BP is back in the news this week, after an executive questioned about corrosion in its Alaskan pipeline invoked the Fifth Amendment before a House subcommittee Thursday. The subcommittee is investigating whether neglect led to the leak of 200,000 gallons of crude oil last March.

BP has repeatedly made headlines for maintenance and safety issues. Last May, the company reported that the Texas City refinery emissions in 2004 tripled over the previous year, raising questions about the accuracy of its past self-reports. This month's revelation that the corrosion problems in Alaska may have been due to the company's failure to use a "pig," a basic tool to clean and detect problems in a pipeline.
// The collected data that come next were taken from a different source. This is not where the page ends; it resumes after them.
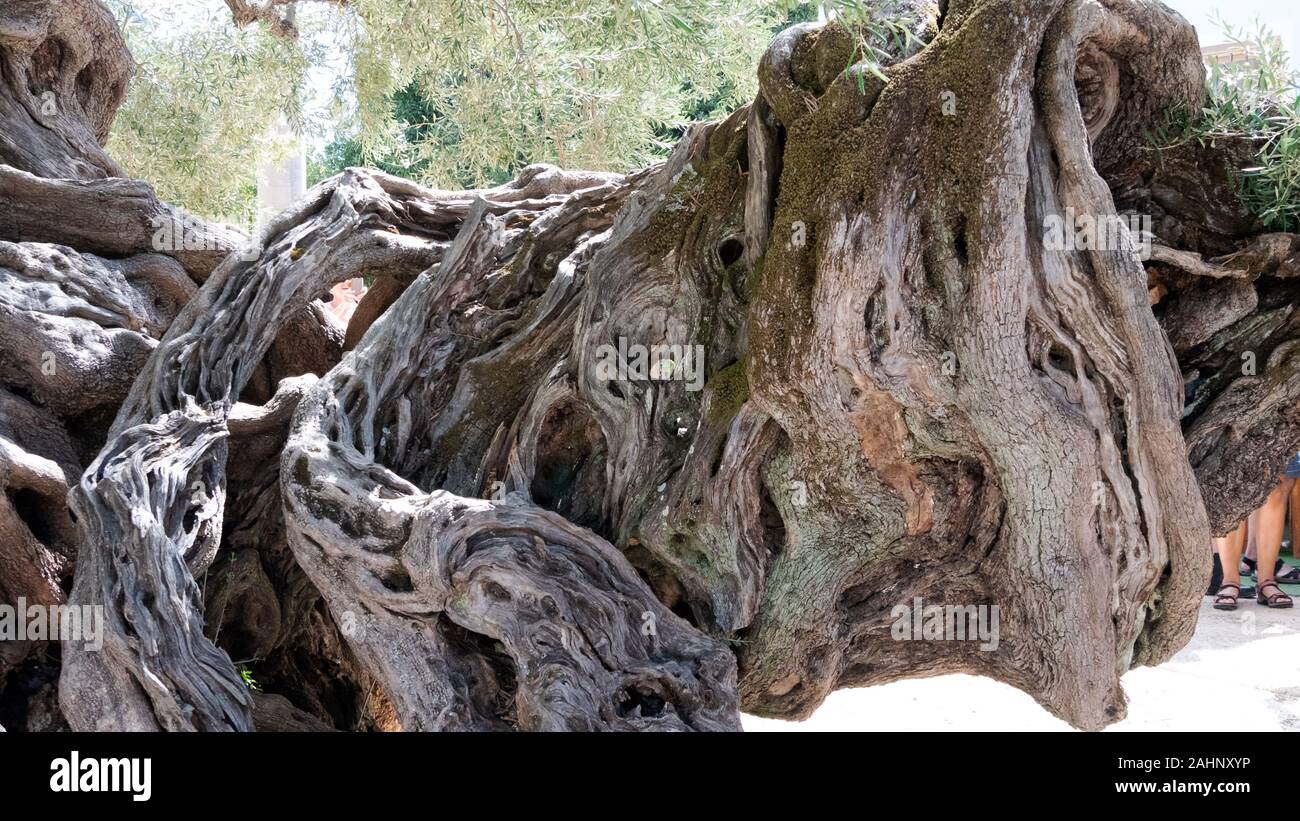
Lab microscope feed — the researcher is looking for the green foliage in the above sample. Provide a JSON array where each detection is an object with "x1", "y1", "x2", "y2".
[
  {"x1": 1149, "y1": 18, "x2": 1300, "y2": 231},
  {"x1": 104, "y1": 0, "x2": 316, "y2": 222},
  {"x1": 335, "y1": 0, "x2": 779, "y2": 188},
  {"x1": 308, "y1": 81, "x2": 451, "y2": 185},
  {"x1": 820, "y1": 0, "x2": 927, "y2": 86},
  {"x1": 110, "y1": 0, "x2": 810, "y2": 209},
  {"x1": 310, "y1": 1, "x2": 921, "y2": 185},
  {"x1": 236, "y1": 664, "x2": 262, "y2": 692},
  {"x1": 110, "y1": 1, "x2": 930, "y2": 212}
]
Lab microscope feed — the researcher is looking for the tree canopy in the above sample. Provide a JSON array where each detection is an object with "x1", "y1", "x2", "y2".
[{"x1": 106, "y1": 0, "x2": 823, "y2": 220}]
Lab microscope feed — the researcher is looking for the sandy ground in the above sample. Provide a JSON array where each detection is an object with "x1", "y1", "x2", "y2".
[{"x1": 743, "y1": 598, "x2": 1300, "y2": 731}]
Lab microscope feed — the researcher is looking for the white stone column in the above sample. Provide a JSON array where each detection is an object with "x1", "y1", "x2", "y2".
[{"x1": 255, "y1": 116, "x2": 306, "y2": 232}]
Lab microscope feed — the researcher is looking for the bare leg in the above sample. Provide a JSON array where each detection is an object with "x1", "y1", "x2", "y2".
[
  {"x1": 1290, "y1": 481, "x2": 1300, "y2": 556},
  {"x1": 1254, "y1": 477, "x2": 1294, "y2": 584},
  {"x1": 1255, "y1": 477, "x2": 1296, "y2": 607},
  {"x1": 1212, "y1": 522, "x2": 1247, "y2": 609},
  {"x1": 1215, "y1": 521, "x2": 1247, "y2": 589}
]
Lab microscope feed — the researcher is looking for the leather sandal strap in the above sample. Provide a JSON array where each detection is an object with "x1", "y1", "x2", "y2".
[
  {"x1": 1214, "y1": 583, "x2": 1240, "y2": 603},
  {"x1": 1259, "y1": 581, "x2": 1292, "y2": 604}
]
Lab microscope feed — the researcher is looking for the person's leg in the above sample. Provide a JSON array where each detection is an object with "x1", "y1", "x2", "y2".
[
  {"x1": 1281, "y1": 481, "x2": 1300, "y2": 582},
  {"x1": 1216, "y1": 523, "x2": 1246, "y2": 586},
  {"x1": 1254, "y1": 477, "x2": 1295, "y2": 607},
  {"x1": 1278, "y1": 456, "x2": 1300, "y2": 582},
  {"x1": 1213, "y1": 521, "x2": 1247, "y2": 609},
  {"x1": 1245, "y1": 511, "x2": 1258, "y2": 563},
  {"x1": 1290, "y1": 480, "x2": 1300, "y2": 556}
]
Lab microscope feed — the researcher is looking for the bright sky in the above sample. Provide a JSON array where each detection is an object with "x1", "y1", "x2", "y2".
[{"x1": 1165, "y1": 0, "x2": 1298, "y2": 66}]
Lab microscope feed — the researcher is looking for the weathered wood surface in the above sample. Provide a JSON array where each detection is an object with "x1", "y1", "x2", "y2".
[{"x1": 2, "y1": 0, "x2": 1300, "y2": 731}]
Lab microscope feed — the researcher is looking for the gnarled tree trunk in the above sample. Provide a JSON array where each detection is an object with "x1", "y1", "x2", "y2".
[{"x1": 3, "y1": 0, "x2": 1299, "y2": 732}]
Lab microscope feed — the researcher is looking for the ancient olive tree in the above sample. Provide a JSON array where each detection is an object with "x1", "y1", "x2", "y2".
[{"x1": 2, "y1": 0, "x2": 1298, "y2": 732}]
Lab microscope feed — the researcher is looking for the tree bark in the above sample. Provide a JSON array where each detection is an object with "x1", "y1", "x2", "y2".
[
  {"x1": 0, "y1": 0, "x2": 127, "y2": 179},
  {"x1": 3, "y1": 0, "x2": 1300, "y2": 731}
]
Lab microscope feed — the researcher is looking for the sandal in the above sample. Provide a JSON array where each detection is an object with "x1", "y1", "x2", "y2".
[
  {"x1": 1246, "y1": 558, "x2": 1300, "y2": 582},
  {"x1": 1213, "y1": 582, "x2": 1242, "y2": 611},
  {"x1": 1276, "y1": 565, "x2": 1300, "y2": 585},
  {"x1": 1257, "y1": 581, "x2": 1294, "y2": 609}
]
The picture of BP executives, each with a lawyer in tow, parrying questions about management failure may have erased millions of dollars worth of BP advertising that had sought to craft an image of an environmentally conscious company thinking "beyond petroleum." [See previous post "BP: It's Not Easy Being Green."]
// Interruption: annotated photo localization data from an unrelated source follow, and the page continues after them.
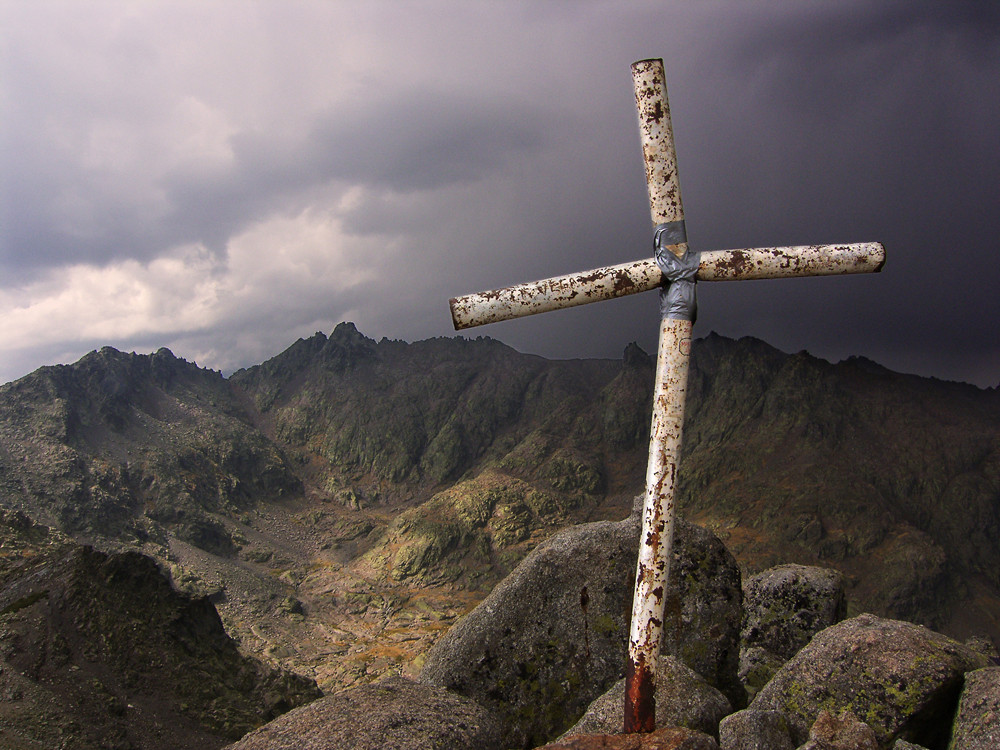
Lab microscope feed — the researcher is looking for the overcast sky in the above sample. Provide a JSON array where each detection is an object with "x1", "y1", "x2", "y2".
[{"x1": 2, "y1": 1, "x2": 998, "y2": 388}]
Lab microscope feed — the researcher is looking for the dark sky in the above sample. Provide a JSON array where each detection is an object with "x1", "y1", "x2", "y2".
[{"x1": 2, "y1": 1, "x2": 998, "y2": 387}]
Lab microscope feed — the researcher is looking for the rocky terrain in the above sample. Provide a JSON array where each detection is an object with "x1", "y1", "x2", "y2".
[
  {"x1": 0, "y1": 509, "x2": 319, "y2": 749},
  {"x1": 0, "y1": 322, "x2": 998, "y2": 745},
  {"x1": 227, "y1": 507, "x2": 1000, "y2": 749}
]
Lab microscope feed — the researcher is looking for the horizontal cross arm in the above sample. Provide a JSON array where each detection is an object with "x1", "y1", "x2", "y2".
[{"x1": 449, "y1": 241, "x2": 885, "y2": 330}]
Rep. Edward Markey, D-Mass., said BP stood for "bloated profits." Rep. Greg Walden, R-Ore., said the company's name could stand for "broken pipelines."

[House Energy and Commerce Committee Chairman Joe] Barton leveled scorching criticism at the company, citing concerns about "BP's corporate culture of seeming indifference to safety and environmental issues." Noting that "this comes from a company that prides itself in their ads on protecting the environment," Barton said, "Shame, shame, shame."
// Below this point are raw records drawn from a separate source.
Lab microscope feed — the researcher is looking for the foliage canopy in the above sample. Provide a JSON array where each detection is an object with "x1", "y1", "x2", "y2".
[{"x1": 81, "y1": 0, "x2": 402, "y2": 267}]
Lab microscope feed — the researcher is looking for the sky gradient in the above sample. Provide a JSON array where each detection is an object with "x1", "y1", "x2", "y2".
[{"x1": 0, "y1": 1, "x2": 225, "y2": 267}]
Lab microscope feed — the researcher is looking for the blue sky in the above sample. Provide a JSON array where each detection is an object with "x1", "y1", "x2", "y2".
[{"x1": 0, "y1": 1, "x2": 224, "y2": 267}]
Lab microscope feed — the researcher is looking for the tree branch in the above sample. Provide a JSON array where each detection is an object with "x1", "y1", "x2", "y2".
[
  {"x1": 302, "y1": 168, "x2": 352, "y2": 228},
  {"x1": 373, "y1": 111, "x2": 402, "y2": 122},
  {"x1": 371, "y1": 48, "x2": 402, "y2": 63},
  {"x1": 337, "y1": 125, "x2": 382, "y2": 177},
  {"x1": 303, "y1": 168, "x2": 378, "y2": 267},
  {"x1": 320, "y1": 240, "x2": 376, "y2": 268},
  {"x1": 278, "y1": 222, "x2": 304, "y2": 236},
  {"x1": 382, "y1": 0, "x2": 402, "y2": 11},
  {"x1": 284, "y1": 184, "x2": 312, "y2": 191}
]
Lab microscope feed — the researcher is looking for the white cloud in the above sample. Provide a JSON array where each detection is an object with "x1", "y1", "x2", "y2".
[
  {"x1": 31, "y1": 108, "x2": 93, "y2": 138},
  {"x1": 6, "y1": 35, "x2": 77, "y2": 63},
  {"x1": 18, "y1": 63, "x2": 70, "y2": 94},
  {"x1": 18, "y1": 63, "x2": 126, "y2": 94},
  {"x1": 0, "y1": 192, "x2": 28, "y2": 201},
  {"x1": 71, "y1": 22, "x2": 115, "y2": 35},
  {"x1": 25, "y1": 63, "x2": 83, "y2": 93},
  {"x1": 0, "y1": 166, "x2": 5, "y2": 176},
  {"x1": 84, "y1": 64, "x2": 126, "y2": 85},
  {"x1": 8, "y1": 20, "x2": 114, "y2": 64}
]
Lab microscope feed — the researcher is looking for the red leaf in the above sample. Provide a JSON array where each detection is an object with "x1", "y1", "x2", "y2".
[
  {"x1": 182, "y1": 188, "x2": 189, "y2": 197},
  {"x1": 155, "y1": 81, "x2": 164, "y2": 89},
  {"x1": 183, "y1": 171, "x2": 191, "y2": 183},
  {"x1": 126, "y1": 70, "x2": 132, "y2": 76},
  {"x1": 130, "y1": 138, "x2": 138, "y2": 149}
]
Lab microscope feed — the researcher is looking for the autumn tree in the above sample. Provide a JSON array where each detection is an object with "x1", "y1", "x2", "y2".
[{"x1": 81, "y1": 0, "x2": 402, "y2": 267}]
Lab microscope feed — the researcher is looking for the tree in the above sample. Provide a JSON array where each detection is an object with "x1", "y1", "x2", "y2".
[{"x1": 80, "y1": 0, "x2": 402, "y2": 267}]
The BP manager, Richard Woollam, who invoked the Fifth Amendment on advice of counsel in Thurday's hearings was involved in the design of BP's anti-corrosion program and served as head of the Corrosion, Inspection and Chemicals Group.
BP Alaska President Steve Marshall said that Woollam had been transferred out of Alaska after a 2004 investigation by an outside law firm cited Woollam for intimidating workers who had raised safety issues. Marshall said the Vinson & Elkins law firm "found evidence of intimidating behavior that had made some corrosion workers reluctant to raise health and safety concerns."
Although Mr. Woollam stepped down in January of 2005, his position was not filled until six months later, in July of 2005.

I can't believe they didn't know about these problems," Barton said. "I believe senior members chose to do less than needed for economic reasons."

While the prospect of additional Prudhoe Bay hearings guarantees more scrutiny for BP, Thursday's hearing focused almost entirely on Alaska. Some lawmakers mentioned in passing BP's 2005 fatal refinery accident in Texas and ongoing criminal probes into BP's energy trading operations.

BP has sought to define each of its problems as separate and consistently fought characterizations that the company suffers from systemic cultural flaws.

It's hard to believe that a company that last quarter posted profits of $7.27 billion would choose to squeeze the bottom line so hard that it would forgo the most basic maintenance on its infrastructure. The outrage against BP's record appears to be bi-partisan, but last week's hearing raised more questions than it answered. In light of Republican pressure to open ever more of our sensitive natural resources to drilling, including those offshore in the Gulf, it's past time we started holding our energy companies accountable for the damage they've done. In BP's case, more hearings are not only justified, they should be mandatory.